On 8 May 2018, Australia’s Federal Treasurer, Scott Morrison, delivered the Australian Federal Budget, Federal Budget 2018 – punting on growth. Accelerating growth has seen tax revenues above forecasts while spending has maintained a steady path. Cautious growth forecasts underpin future reform plans and the path to surplus.
This Tax Alert focuses on the key tax measures announced and foreshadowed. Key business tax measures announced include:
- Changes to the tax treatment of research and development (R&D) expenditure with positive and negative impacts for companies. An intensity test introduced for larger companies will see improved incentives of up to 12.5% for R&D-intensive companies, but reduced to 4% for the least R&D-intensive companies. These compare with the current 8.5% and (previously) 10% incentives for larger companies.
- A consultation paper to be released in the next few weeks covering Australia’s participation in the G20 countries’ review of digitization of business and changes required to tax systems.
Numerous integrity measures to be introduced will impact businesses and forward planning for financing and tax compliance purposes. These include:
- Establishing thin capitalization integrity measures to align the valuation of intangible and internally-generated assets for tax and financial reporting purposes and, closing access to thin capitalization tests intended only for outbound investors
- Removing the ability of Managed Investment Trusts and Attribution Managed Investment Trusts to apply capital gains tax discounts at the trust level
- Launching transparency initiatives to expand ”significant global entity” definitions
- Instituting numerous future black economy measures including denial of deductions for some payments where there has not been compliance with Pay As You Go (PAYG) rules
- Providing major funding of the Australian Taxation Office (ATO) ”big data”’ compliance initiatives creating greater ATO data analytics which will require corporate readiness
Indirect tax and customs duty measures saw changes also.

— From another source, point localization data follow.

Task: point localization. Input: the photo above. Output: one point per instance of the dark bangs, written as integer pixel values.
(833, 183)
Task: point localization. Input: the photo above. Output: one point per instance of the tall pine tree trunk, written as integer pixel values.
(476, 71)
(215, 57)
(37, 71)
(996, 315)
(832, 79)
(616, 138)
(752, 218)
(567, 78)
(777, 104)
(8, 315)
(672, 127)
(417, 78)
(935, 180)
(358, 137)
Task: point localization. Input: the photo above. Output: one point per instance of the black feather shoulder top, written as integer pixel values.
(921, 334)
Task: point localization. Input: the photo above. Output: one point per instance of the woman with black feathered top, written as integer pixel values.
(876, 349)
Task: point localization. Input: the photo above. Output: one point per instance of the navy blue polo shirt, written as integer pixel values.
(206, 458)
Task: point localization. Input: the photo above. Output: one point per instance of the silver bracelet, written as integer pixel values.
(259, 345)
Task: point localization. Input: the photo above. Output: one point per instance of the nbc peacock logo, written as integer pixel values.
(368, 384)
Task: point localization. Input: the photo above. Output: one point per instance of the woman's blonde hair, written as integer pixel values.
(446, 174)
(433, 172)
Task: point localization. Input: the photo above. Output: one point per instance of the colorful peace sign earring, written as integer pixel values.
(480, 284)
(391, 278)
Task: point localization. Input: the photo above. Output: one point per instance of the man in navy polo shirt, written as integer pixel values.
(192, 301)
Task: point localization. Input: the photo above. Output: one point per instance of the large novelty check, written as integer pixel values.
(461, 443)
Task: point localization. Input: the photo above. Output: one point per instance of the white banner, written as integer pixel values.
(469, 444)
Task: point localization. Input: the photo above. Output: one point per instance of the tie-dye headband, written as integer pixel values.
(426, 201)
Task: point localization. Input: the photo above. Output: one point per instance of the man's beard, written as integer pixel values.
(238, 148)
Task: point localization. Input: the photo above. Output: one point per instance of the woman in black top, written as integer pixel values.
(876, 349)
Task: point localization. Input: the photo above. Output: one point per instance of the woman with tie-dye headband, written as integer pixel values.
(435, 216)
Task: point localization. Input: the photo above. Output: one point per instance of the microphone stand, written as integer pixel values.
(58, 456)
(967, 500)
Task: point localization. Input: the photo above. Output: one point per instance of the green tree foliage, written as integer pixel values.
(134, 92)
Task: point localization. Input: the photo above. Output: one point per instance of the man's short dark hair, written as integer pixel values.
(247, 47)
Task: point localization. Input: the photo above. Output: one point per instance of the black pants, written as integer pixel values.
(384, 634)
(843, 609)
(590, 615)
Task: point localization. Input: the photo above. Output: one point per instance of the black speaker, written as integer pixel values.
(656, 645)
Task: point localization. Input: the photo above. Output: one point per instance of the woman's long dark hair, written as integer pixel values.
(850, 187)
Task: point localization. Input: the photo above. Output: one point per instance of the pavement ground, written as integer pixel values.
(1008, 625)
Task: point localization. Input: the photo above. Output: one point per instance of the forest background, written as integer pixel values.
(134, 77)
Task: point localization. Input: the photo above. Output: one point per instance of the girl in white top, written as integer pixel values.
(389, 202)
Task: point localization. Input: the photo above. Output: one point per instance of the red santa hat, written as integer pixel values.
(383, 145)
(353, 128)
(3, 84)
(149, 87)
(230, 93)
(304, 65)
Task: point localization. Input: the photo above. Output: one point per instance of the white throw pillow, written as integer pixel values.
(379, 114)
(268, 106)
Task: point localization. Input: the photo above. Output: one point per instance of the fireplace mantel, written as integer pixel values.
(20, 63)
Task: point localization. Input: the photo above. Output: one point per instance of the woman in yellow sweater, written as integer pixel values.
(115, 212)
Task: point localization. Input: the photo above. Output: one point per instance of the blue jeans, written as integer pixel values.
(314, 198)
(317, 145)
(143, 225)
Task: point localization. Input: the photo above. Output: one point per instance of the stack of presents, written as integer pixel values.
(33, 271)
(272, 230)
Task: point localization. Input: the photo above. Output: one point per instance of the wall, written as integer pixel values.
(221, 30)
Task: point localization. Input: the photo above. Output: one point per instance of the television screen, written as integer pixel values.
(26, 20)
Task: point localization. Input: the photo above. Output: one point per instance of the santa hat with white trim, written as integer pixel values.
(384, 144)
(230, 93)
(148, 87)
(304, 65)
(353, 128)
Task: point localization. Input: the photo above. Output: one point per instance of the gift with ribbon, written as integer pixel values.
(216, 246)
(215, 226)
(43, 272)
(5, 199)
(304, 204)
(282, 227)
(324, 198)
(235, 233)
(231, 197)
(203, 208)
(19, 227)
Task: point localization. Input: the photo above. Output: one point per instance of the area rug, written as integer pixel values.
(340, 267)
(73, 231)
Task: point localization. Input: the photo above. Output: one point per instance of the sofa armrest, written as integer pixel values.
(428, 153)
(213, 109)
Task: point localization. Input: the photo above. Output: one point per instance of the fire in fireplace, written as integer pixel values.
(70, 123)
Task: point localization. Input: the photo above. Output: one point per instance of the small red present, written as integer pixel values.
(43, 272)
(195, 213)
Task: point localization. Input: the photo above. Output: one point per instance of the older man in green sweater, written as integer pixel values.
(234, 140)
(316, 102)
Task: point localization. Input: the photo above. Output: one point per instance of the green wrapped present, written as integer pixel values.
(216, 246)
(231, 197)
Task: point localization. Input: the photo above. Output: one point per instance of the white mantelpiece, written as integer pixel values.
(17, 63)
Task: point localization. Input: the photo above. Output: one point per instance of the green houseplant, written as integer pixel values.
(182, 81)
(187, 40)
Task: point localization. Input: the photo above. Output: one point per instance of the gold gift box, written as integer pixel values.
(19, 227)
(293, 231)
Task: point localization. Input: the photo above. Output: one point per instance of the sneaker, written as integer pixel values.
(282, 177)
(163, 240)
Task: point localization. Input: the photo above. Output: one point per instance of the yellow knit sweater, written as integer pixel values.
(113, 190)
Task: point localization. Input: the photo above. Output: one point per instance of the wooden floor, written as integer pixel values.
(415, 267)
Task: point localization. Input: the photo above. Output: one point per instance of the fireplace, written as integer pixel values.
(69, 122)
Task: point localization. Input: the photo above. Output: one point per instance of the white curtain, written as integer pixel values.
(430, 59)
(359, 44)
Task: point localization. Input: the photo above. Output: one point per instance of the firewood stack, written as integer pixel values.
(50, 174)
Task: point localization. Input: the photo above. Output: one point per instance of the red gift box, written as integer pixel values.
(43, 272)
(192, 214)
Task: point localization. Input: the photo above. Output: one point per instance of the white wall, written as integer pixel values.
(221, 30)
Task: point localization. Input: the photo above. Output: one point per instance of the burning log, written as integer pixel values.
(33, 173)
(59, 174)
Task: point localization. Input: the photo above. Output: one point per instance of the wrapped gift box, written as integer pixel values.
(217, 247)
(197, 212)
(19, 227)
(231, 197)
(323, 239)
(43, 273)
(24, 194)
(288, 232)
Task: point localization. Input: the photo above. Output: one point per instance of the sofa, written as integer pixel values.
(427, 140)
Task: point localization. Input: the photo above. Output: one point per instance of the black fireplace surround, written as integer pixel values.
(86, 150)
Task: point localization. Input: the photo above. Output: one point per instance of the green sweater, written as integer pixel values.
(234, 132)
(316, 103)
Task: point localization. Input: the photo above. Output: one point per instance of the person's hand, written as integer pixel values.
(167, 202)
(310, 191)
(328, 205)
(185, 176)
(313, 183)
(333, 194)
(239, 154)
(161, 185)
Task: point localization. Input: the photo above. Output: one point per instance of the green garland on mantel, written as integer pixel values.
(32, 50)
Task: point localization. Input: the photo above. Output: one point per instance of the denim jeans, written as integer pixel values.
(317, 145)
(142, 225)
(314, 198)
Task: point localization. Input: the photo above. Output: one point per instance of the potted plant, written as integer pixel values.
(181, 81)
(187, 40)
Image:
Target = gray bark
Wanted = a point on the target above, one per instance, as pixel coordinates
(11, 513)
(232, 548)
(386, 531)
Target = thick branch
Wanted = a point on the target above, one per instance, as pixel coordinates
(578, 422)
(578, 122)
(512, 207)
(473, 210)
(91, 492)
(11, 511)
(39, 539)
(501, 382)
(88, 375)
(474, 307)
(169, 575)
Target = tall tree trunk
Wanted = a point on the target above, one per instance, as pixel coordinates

This Tax Alert outlines the key proposed tax measures, categorized into changes affecting:
- Businesses including international businesses
- Financial services and real estate
- Indirect taxes
Business tax measures
R&D offset significant changes
The Government’s response to the 2016 Review of the R&D Tax Incentive proposes significant changes to the R&D offsets (incentives). The changes will apply for income years starting on or after 1 July 2018.
For companies with over AU$20m1 aggregated annual turnover (eligible for non-refundable offsets):
- A sliding rate offset, to replace the current fixed offset, will vary with the claimant’s ”R&D Intensity.” The R&D intensity will be a ratio of R&D expenditure divided by total expenditure for the year, though further details are to be released (EY has opened discussions with Treasury)
- The final offset benefit will be tiered with the potential for an effective benefit rate between 34% and 42.5% (assuming a 30% corporate income tax rate)
R&D Intensity tier
Marginal R&D premium
Added to claimant tax rate (at 30%) gives
0 – 2%
2 – 5%
5 – 10%
- Increase in the R&D expenditure threshold from $100m to $150m annually
Many large global and domestic based companies will now only receive 4% support for every $1 of R&D expenditure. Only 18 months ago this same level of R&D expenditure by these companies received 10% support. This is not competitive with other local foreign jurisdictions to encourage R&D investment in Australia.
For companies with under $20m aggregated annual turnover (eligible for refundable offsets):
- Offset rate will be a premium of 13.5% above the company tax rate (from a fixed 43.5% offset)
- Cash refunds will be capped at $4m annually with the balance carried forward to future income years as non-refundable tax offsets. Clinical trials will not be counted towards this cap
- Other general R&D changes include: Increased integrity measures including increased funding for the ATO and regulators, improved guidance material, a public findings register and R&D Tax administrative and technical changes
- New transparency measures, including publication of company names and amounts of R&D expenditure claimed
During the consultation process, impacted businesses can provide feedback directly to the Government. Alternatively, in this regard, EY will make a submission to the Government and we would welcome input from impacted businesses.
Significant global entity companies
The definition of significant global entities (SGEs) is to be broadened for income years commencing on or after 1 July 2018.
Broadly, an SGE is currently defined as either a “global parent entity” with annual global income of $1b or more or, an entity that is a member of a group of entities containing a global parent entity and the annual global income of the group is $1b or more.
The SGE definitions are proposed to include (in addition to the current groups headed by a company required to provide consolidated financial statements) members of large groups headed by private companies, trusts, partnerships and also by investment entities (e.g., private equity funds). This broader range of companies will be subject to SGE higher tax penalties, obligations for general purpose financial statements and Country-by-Country reporting, and will need to adjust compliance and reporting processes.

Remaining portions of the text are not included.